My problems started around the third week of September of 1999, while I was in *1250the “Santa Fe” neighborhood talking to the people about getting an education to get ahead in life and in order to help Colombia to overcome the difficult situation that it is currently involved in. After I finished talking a lady came to me and handed me an envelope which I kept in my pocket and thanked the lady. That evening in my house when I opened the envelope I realized that it was a suffrage with my name on it and the words: May Luz Marina Silva rest in peace, because she was doing what she was not suppose to in the wrong neighborhood. It was signed by FARC. Known the country’s situation, I got scared but promise myself not to let these subversive intimidate me and continued with my political and social involvement.
From that moment on the phone calls from FARC started almost daily at my house and at my restaurant “Tomillo Laurel y Pimienta”, they were wanting me to stop with my visits to these neighborhoods and to my surprise they also knew all my family background and my family political participation. They mentioned that to kill me was a nice way to take revenge of my all my political relatives that were taking advantage of the Colombians who did not know the evil underneath my family that we were on looking for our welfare not for the welfare of the working class.
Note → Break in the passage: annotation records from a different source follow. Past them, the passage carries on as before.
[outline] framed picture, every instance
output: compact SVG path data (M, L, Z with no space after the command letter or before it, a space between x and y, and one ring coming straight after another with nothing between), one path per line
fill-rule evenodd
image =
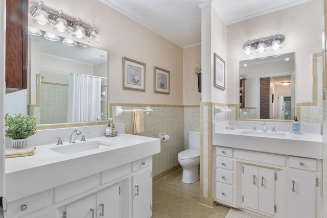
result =
M145 64L123 57L123 89L145 91Z
M217 54L214 55L214 80L215 86L225 89L225 61Z
M154 92L169 94L169 71L154 67Z

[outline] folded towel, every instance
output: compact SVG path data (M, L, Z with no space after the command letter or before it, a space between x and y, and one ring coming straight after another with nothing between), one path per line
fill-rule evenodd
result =
M25 149L5 149L5 157L24 157L25 156L33 155L36 147L26 148Z
M144 132L143 125L143 110L133 110L133 120L134 120L134 134L139 134Z

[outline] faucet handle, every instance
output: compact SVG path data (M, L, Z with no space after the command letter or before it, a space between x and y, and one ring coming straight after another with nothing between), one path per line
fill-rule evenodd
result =
M87 132L86 133L83 134L82 136L82 138L81 138L81 141L86 141L86 140L85 140L85 135L88 135L89 134L90 134L89 132Z
M253 124L249 124L249 125L252 126L252 131L256 131L255 126L253 125Z
M276 127L281 127L281 126L275 126L271 130L271 132L276 132Z
M61 138L60 138L60 137L52 136L51 137L51 138L58 138L58 141L57 142L57 144L56 144L56 146L59 146L59 145L63 144L62 143L62 141L61 140Z

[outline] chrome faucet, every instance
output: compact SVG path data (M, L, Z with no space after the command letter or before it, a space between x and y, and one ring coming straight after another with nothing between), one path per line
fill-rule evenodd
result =
M71 139L69 139L69 143L75 143L75 135L81 135L82 133L79 130L75 130L72 133L71 135Z
M262 122L261 125L262 125L262 131L267 132L267 126L266 125L266 122L264 121Z

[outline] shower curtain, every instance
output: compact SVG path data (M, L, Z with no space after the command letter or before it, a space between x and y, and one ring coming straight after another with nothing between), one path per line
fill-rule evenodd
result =
M68 90L67 122L95 121L101 117L101 78L72 73Z

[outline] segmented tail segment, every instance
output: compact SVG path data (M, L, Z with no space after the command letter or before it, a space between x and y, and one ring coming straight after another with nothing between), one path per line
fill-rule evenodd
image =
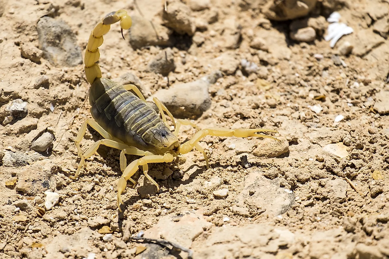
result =
M103 44L103 35L109 31L111 24L119 21L123 36L123 30L130 29L132 24L131 17L124 10L112 12L106 15L91 33L86 46L84 63L86 80L91 85L96 78L102 77L100 67L96 62L100 58L98 47Z

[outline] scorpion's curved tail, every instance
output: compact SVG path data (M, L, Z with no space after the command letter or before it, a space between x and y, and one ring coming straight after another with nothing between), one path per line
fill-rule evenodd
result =
M91 33L88 44L86 46L84 59L86 80L91 84L96 78L102 77L100 67L96 62L100 58L98 47L103 44L103 35L109 31L111 24L119 21L123 36L123 30L130 29L132 24L131 17L127 14L127 12L124 10L113 12L106 15L105 17L99 22Z

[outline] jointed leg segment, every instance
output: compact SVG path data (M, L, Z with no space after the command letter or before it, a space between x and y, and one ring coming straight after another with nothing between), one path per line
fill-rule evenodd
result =
M147 174L149 170L147 164L150 163L168 163L172 161L173 158L174 156L171 154L166 153L163 155L151 155L146 156L137 159L130 163L124 170L124 172L123 172L123 174L122 175L122 177L119 179L119 182L117 183L117 207L119 207L119 209L120 210L120 203L123 203L121 196L127 186L127 181L130 179L131 176L136 172L138 169L139 169L140 165L142 165L143 167L143 173L144 174L145 176L154 184L157 187L157 189L159 190L159 187L158 186L158 184Z

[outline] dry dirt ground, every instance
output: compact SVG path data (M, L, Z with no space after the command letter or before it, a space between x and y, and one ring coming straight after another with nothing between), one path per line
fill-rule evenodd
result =
M0 257L190 255L137 235L194 258L389 257L387 1L167 3L0 0ZM296 7L310 12L288 17ZM194 150L152 164L159 192L140 170L123 213L119 151L101 148L70 179L91 118L82 57L98 21L121 9L133 30L105 36L103 77L201 128L261 127L281 141L206 137L209 169ZM335 10L354 31L331 48ZM180 141L195 132L183 127ZM88 128L82 149L101 139ZM59 196L51 208L47 190Z

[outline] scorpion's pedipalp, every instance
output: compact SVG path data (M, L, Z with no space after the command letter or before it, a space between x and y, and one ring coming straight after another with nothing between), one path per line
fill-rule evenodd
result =
M86 80L91 84L96 78L102 78L101 70L96 63L100 57L98 47L103 44L103 35L109 31L111 24L119 21L123 36L123 30L130 29L132 21L125 10L120 10L105 16L96 26L89 37L84 62Z
M167 113L168 116L170 118L172 121L173 122L173 125L175 127L175 120L174 119L174 117L173 116L173 115L172 114L172 113L168 110L168 108L166 108L165 105L163 103L161 103L161 101L158 99L158 98L156 97L154 97L152 98L152 100L154 101L154 103L156 105L157 107L158 107L158 110L159 110L159 113L161 113L161 116L162 117L162 120L163 122L165 123L165 124L168 126L167 122L166 121L166 117L165 116L165 113L164 111L166 112Z
M181 127L181 125L190 125L198 130L201 130L198 126L191 121L188 120L180 119L177 120L177 124L176 125L175 129L174 129L174 134L176 136L178 136L179 132L180 130L180 128Z
M186 154L189 152L200 140L207 136L219 137L268 137L279 141L277 139L266 135L257 134L258 132L273 132L277 133L276 130L263 129L237 129L231 130L223 128L209 128L202 129L196 134L189 140L181 144L180 153Z

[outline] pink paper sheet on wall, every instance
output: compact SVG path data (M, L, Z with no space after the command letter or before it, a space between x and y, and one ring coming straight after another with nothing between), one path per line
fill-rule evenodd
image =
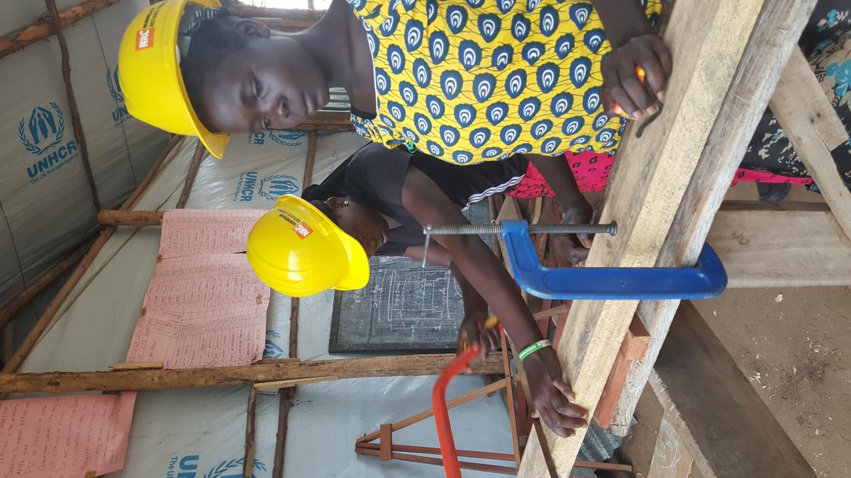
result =
M245 251L245 242L263 209L172 209L163 216L162 259Z
M0 401L0 476L82 478L124 466L135 392Z
M269 298L245 254L164 259L148 286L127 361L197 368L260 360Z

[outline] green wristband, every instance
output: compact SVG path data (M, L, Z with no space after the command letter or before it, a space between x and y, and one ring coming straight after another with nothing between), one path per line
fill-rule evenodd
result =
M538 350L543 349L544 347L551 347L551 346L552 346L552 342L550 342L549 340L539 340L534 344L532 344L531 345L526 347L523 350L520 350L520 354L517 355L517 358L520 359L520 361L523 361L524 360L526 360L526 357L531 356L532 354L537 352Z

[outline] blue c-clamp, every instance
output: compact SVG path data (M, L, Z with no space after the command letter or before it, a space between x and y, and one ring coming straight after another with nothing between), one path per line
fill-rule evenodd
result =
M615 225L534 225L533 233L615 234ZM704 244L694 267L566 267L541 265L523 220L503 220L499 225L431 226L423 228L426 252L431 235L499 234L505 242L514 280L521 288L541 299L662 300L710 299L727 287L727 272L717 254ZM425 264L425 258L424 258Z

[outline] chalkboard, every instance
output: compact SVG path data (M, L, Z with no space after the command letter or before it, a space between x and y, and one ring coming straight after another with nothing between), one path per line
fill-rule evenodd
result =
M488 202L471 206L473 224L488 224ZM490 236L483 236L492 246ZM338 292L331 316L328 351L454 350L464 304L448 269L400 257L369 260L369 282Z

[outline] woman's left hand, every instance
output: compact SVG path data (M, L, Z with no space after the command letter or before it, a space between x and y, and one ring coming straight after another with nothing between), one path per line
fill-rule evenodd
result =
M648 94L638 80L636 66L644 70L647 86L655 98ZM656 100L665 99L665 88L671 76L672 61L671 50L662 38L654 33L634 37L614 48L603 59L603 108L609 116L617 116L615 104L633 119L655 113Z
M567 211L562 224L591 224L591 208L585 202ZM558 267L581 265L588 258L592 242L590 234L554 234L550 236L550 248Z

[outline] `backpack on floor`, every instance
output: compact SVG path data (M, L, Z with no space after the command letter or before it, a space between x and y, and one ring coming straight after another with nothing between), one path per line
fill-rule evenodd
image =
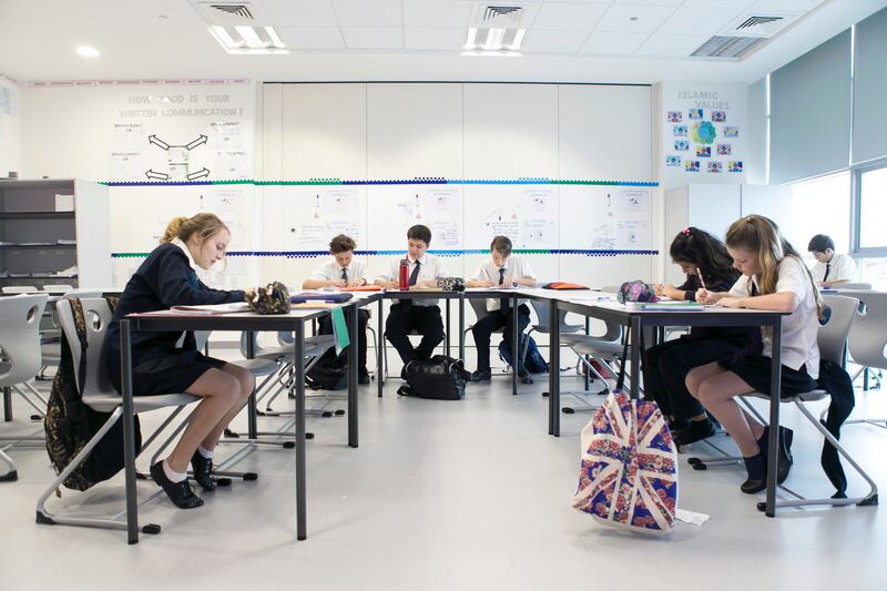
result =
M465 385L471 379L460 359L435 355L427 361L412 360L407 364L407 385L397 394L434 400L461 400Z
M548 361L546 361L546 358L539 353L539 346L536 344L533 337L523 335L521 337L521 347L519 348L522 348L524 338L530 339L527 345L527 357L523 359L524 369L530 374L548 374ZM499 342L499 358L513 367L514 364L511 363L511 348L506 345L504 340Z
M677 505L677 456L652 401L611 393L582 429L573 507L608 526L667 533Z
M114 310L116 298L106 298L111 310ZM83 404L78 389L74 371L82 376L86 368L86 355L99 355L100 351L88 350L86 323L80 299L72 297L71 312L80 340L80 367L74 368L73 355L68 338L61 340L61 359L59 370L52 380L52 389L47 404L47 416L43 428L47 437L47 452L55 473L61 473L74 457L80 454L90 439L111 417L111 412L99 412ZM133 417L135 427L135 454L142 449L142 432L139 416ZM123 469L123 421L118 420L105 436L93 448L73 472L64 479L63 485L74 490L86 490Z
M347 351L336 355L330 347L305 373L305 386L313 390L343 390L348 387Z

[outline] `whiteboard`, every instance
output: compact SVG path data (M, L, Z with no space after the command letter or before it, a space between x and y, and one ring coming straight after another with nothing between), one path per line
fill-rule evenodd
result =
M652 249L649 186L561 185L562 249Z

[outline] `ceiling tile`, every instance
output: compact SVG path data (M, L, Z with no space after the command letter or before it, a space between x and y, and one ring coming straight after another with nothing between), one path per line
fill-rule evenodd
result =
M343 27L348 49L404 49L404 30L386 27Z
M732 8L744 9L757 2L757 0L686 0L685 7L707 7L707 8Z
M710 39L703 34L660 34L651 35L638 50L636 55L686 58Z
M713 35L740 14L741 11L733 9L683 7L662 23L656 32Z
M588 37L587 31L537 31L533 28L521 43L521 52L575 53Z
M546 2L533 21L532 30L588 32L594 29L606 8L606 4Z
M611 33L652 33L673 12L673 7L613 4L594 30Z
M408 29L465 27L471 20L471 2L455 0L405 0L404 22Z
M275 27L275 30L292 50L345 49L338 27Z
M341 27L402 27L400 0L333 0Z
M404 32L406 48L417 50L438 50L461 52L466 41L465 28L447 29L406 29Z
M262 0L277 27L337 27L330 0Z
M631 55L650 38L650 33L591 33L582 53Z

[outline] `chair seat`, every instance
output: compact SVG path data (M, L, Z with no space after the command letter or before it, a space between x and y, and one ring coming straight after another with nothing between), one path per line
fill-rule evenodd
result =
M155 396L133 396L132 401L133 411L139 414L145 410L190 405L200 399L200 396L194 396L192 394L159 394ZM123 404L123 398L116 393L88 394L83 397L83 403L100 412L111 412Z
M744 394L743 396L753 396L763 400L769 400L769 396L766 394L761 394L759 391ZM828 396L829 394L827 390L816 389L798 394L797 396L792 396L791 398L783 398L783 403L794 403L795 400L801 400L802 403L816 403L828 398Z
M588 335L562 335L561 343L580 355L619 355L624 346L613 340L603 340Z
M276 374L281 366L269 359L256 358L256 359L241 359L238 361L228 361L232 365L236 365L237 367L243 367L253 376L262 377L262 376L269 376L272 374Z

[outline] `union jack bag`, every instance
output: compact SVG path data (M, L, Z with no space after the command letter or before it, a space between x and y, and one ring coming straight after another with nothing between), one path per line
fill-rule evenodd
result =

On October 9, 1999, (a day that I will never forget). When I was going back home from my restaurant, in my car I was followed by 2 men on a motorcycle, that shoot at my car hitting the left rear window, missing me by very little. I accelerated and I don’t even know how I got home. From that moment on, I stopped all my activities and decided to leave the country which I did on March 8, 00, very sad and upset because I don’t know when I will be able to see my family and go back to my country.
FARC continued calling me at my house until the same day that I left the country. On the last call, I was told that I was missed on October 9, but that it was not going to happen again. For all these reasons I am seeking political asylum in this country. I know that if I go back to my country I will be kill.
2. Have you or any member of your family ever belonged to or been associated with any organization or groups in your home country, such as, but not limited to, a political party, student group, labor union, religious organization, military or paramilitary group, civil patrol, guerrilla organization, ethnic group, human rights group, or the press or media?
Yes.
Traditionally, I and the rest of my family are of the Colombia Conservative Party.
To the Colombian Chamber of Commerce.
Alfonso Valdivieso, former Secretary of Justice in Colombia (Conservative Party). Cousin. He now is the Colombian Ambassador at the United Nations.
Humberto Silva Valdivieso, Governor of Santander, Colombia and Ambassador in Montevideo, Uruguay. Uncle.
Enrique Silva Valdivieso, Councilman of the Republic, in Bogota, Colombia. Uncle.
Alicia Eugenia Silva, Cousin, Former Secretary of Government, and current General Secretary to the Mayoralty with Mayor Mockus.
3. Have you or any member of your family ever been mistreated or threatened by the authorities of your home country or any other county or by a group or groups that are controlled by the government, or that the government of the country is unable or unwilling to control?
*1251Yes.
If YES, was it because of ... [Yes] Political Opinion?
I was threatened to death by the FARC’s urban militias. Because of my family background and my political participation, many in my family have been threatened to death by the guerrilla but most of them are protected by bodyguards.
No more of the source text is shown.